Und bevor Fragen über unsere Gesinnung aufkommen – unsere politischen Ansichten lassen sich in einem Satz zusammenfassen: Wir wollen in Ruhe gelassen werden.

„Der Mensch ist zur Freiheit verurteilt“, lesen wir bei Sartre und stimmen zu. Aber sich in alle Richtungen fallen lassen zu können, reicht leider nicht. Wer die Welt retten und dabei mehr sein will als Plastikmüll, den die Meeresströmungen mal hier, mal dort hin treiben, muss Verantwortung übernehmen – und die ist ohne Mut nicht zu haben.

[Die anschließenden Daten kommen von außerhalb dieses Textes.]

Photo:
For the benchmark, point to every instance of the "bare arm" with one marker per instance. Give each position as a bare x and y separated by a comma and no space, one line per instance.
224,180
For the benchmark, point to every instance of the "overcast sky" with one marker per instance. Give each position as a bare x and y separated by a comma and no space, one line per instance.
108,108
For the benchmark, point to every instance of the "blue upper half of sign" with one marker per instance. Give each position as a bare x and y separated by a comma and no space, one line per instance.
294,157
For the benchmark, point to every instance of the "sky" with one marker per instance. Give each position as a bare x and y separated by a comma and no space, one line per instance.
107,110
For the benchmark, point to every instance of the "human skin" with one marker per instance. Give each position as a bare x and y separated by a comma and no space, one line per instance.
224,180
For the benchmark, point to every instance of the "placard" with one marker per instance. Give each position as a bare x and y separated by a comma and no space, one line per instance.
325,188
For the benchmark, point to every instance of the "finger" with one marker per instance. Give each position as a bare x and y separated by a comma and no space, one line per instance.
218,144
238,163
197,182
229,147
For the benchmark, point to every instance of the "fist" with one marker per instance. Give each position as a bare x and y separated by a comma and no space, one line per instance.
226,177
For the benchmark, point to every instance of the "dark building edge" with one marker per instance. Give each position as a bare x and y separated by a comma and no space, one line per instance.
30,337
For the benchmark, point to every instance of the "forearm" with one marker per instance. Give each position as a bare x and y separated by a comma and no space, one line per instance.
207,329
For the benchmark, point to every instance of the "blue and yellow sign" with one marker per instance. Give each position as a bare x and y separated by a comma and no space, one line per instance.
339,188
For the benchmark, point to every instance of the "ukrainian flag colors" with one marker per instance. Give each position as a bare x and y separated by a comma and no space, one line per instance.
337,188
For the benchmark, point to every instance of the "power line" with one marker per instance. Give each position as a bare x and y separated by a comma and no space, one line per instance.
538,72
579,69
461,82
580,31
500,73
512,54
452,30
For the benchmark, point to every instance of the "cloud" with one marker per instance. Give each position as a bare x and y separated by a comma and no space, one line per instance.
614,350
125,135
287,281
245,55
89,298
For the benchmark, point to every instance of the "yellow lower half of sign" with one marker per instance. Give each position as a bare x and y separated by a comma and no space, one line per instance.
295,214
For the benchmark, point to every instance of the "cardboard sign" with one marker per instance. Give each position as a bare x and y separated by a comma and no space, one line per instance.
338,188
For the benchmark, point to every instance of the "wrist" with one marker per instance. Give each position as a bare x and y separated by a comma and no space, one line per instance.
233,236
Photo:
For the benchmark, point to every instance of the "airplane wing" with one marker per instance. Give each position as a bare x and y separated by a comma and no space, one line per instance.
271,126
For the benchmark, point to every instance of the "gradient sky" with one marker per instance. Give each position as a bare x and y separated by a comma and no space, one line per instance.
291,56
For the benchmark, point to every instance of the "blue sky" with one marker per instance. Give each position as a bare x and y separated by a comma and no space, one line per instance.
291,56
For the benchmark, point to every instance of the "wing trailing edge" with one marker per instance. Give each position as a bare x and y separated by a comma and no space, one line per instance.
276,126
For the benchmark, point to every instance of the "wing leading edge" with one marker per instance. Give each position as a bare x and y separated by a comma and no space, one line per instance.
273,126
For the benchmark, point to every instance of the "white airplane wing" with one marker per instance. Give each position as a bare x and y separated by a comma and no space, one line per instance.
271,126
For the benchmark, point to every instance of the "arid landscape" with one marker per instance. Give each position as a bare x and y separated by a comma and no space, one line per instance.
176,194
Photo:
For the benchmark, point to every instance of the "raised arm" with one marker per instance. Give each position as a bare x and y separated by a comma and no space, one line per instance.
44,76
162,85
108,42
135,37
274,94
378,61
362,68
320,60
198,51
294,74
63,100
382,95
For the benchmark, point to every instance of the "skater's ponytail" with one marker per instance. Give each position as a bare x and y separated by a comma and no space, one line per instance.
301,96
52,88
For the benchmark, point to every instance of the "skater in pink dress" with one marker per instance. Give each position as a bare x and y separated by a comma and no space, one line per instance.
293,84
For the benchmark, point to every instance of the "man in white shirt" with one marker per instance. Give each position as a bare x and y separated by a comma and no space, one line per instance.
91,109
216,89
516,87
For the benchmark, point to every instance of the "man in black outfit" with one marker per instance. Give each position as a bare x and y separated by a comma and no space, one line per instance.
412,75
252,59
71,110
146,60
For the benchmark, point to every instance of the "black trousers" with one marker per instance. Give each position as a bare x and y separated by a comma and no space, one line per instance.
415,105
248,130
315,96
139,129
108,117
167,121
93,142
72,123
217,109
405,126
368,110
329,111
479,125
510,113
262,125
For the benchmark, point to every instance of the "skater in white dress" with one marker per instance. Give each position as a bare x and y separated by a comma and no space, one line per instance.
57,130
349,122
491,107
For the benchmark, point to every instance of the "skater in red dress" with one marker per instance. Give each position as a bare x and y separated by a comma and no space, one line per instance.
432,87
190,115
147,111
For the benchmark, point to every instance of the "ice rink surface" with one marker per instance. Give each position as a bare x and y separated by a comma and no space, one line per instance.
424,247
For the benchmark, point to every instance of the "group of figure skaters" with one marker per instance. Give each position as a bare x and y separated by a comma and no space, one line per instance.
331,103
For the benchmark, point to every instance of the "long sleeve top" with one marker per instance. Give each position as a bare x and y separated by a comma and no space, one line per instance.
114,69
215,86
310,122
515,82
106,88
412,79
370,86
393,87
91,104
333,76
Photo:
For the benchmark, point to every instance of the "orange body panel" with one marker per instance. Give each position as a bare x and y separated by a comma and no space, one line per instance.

Wir sind das Plastikbesteck an eurer Kehle. Kommt uns mit Argumenten, nicht mit Heulkrämpfen. Unmündigkeit ist für Pussys. Steckt ein und haltet durch. Die gute Nachricht: Dann dürft ihr auch austeilen.

Wir glauben, sich für etwas gerade zu machen, heißt nicht, sein Facebook-Profilbild einzufärben. Ihr signalisiert eure Tugendhaftigkeit in den sozialen Medien und wollt rein ins Kollektiv wie früher in die Großraumdisko. Wir erkennen es an eurer guten Laune, wenn ihr gegen etwas auf die Straße zieht, von dem ihr behauptet, es mache euch wütend. Lange nachdem die Revolution gelaufen ist, erklimmt ihr die Barrikaden und bejubelt euch für euren Mut. Wir weigern uns, in Loblieder für Menschen einzustimmen, die nur mit ihrer Meinung prassen, wenn sie sich am Rockzipfel der breiten Masse wissen. Wir wollen Hass ernten.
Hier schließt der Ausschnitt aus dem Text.